I have a very nice quote from a discussion I remember: "If you need to get up at...

vthriller · on Jan 30, 2020

I'd pick a call in the morning any time given that the cause of the call occurs rarely and the alternative is to spend a lot of time automating things with possibility of blowing things up in a much bigger way. If situation like [0] had happened to me at night, I'd happily take a time off my sleep and do manual standby server promotion (or no promotion at all) rather than spend days recovering from diverged servers that Raft kool-aid was supposed to save me from.

[0] https://github.blog/2018-10-30-oct21-post-incident-analysis/

bayindirh · on Jan 30, 2020

I'm not against your point of view to be honest. It's a perfectly rational and pragmatic to act this way.

I'm not also advocating that "complete, complex automation" is the definitive answer to this problem. On the contrary, I advocate "incremental automation" which, solves a single problem in a single step. If well documented, it works much better and reliably in the long run & can be maintained with ease.

Quoting John Gall:

> A complex system that works is invariably found to have evolved from a simple system that worked. A complex system designed from scratch never works and cannot be patched up to make it work.

golergka · on Jan 30, 2020

I'm a good engineer, but I'm not qualified as a system administrator. I know that I will do something wrong, and I don't have the time to learn everything.

So I'd rather pay amazon.

parliament32 · on Jan 31, 2020

So instead of learning systems you have to learn the AWS spaghetti of microservices.

mlyle · on Jan 30, 2020

You can try and build and test redundancy and contingency management, and you can lower the frequency of surprises through good choices.

But you're still going to get woken up at 3am sometimes. Things break, in unexpected ways. Maybe the hot spare didn't actually work when a raid set started rebuilding onto it. Maybe third party software did something unexpected. Or maybe something broke and your failover didn't actually work because of subtle configuration drift since the last test.

bayindirh · on Jan 30, 2020

We have a standard routine called The restart test. We reboot the machine in a normal way to see how it behaves, but in the middle of the workload. Also, if the system is critical, sometimes we just yank the power cables to see what happens.

Normally all plausible scenarios are tested and systems are well tortured before putting into production.

It also helps that our majority of servers are cattle, not pets. So a missing cattle can wait until morning. Also all "pet" servers have active and tested failover, so they can wait until morning too.

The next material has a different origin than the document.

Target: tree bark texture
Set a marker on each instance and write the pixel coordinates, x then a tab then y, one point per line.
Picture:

We once had a problem with a power outage when our generators failed to kick in, so we lost the whole datacenter. Even in this case we can return to all-operational in 2hrs or less.

I forgot to add: We use installations from well tested templates, so installations have no wiggle-room configuration wise. If something is working, we can replicate that pretty reliably.

mlyle · on Jan 30, 2020

Sure, this is typical of well-run environments.

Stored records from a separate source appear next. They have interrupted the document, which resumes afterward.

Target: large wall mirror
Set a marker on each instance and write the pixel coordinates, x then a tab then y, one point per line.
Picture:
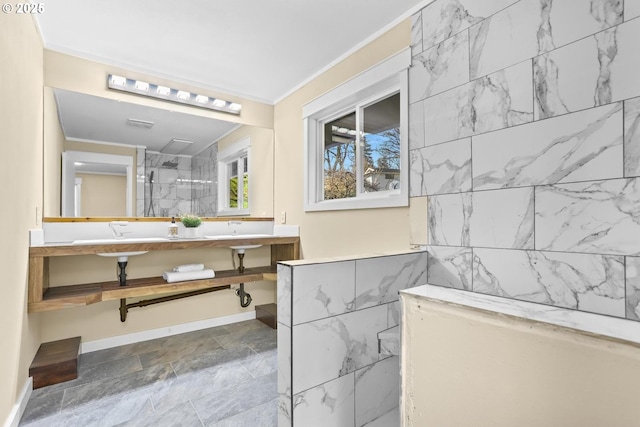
107	158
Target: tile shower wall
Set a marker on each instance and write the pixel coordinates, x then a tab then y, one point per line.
180	184
329	316
525	137
204	189
170	192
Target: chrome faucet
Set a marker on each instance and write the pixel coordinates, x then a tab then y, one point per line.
117	233
234	224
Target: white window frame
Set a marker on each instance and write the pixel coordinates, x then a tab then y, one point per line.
376	83
234	152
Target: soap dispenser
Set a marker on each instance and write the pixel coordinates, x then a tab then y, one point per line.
173	229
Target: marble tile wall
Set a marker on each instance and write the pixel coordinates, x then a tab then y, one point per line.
525	136
330	369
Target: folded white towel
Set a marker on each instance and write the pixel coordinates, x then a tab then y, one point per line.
189	267
175	276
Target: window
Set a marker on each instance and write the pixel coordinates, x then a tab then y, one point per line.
233	179
355	141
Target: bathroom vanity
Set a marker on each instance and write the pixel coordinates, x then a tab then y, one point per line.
42	297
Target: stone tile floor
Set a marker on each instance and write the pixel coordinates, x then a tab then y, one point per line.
218	377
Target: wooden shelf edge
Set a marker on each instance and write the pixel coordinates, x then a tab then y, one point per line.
60	297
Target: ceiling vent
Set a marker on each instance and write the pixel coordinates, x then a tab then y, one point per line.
140	123
176	146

But you probably don't yank power on critical things mid-load after making a trivial change. Excessive testing breeds its own risks.

But it's really, really easy to gank up a trivial change now and then.

In the past 10 years, I've been woken up three times. One was from third-party software having a certificate that we didn't know about expiring; one was from a very important RAID set degrading and failing to auto-rebuild to the hotspare (it was RAID-10, so didn't want to leave it with a single copy of one stripe any longer than necessary); and one was from a bad "trivial change" that actually wasn't. I don't see how you can get to a rate much lower than this if you are running critical, 24x7 infrastructure.

pepemon · on Jan 30, 2020

Don't looks like you have much of experience with what's you're talking about - there is no such thing as heartbeatd, it's called keepalived (or pacemaker if you prefer unnecessary complex solutions), any ops person can't even misspell that.

bayindirh · on Jan 30, 2020

Sorry, you're right. I confused it with its cousin, which is indeed called heartbeatd [0].

I'm new at Linux and system administration. I'm using Linux just for 20 years and managing systems for 13 years.

[0]: https://www.manpagez.com/man/8/heartbeatd/

penagwin · on Jan 30, 2020

Having just setup a HA Postgres with Patroni - I disagree. Honestly I think we should've just stuck with a single Postgres server.

Sure you can have an orchestration tool "Make sure everything is running, and respond to failures", but that's yet another tool that can break, be misconfigured, etc.

commandlinefan · on Jan 30, 2020

> If you need to get up at 3AM to keep services running

I just turn off the phone until I get up. That way I don't have to get up at 3 AM, I don't even know they were down until five hours later. :)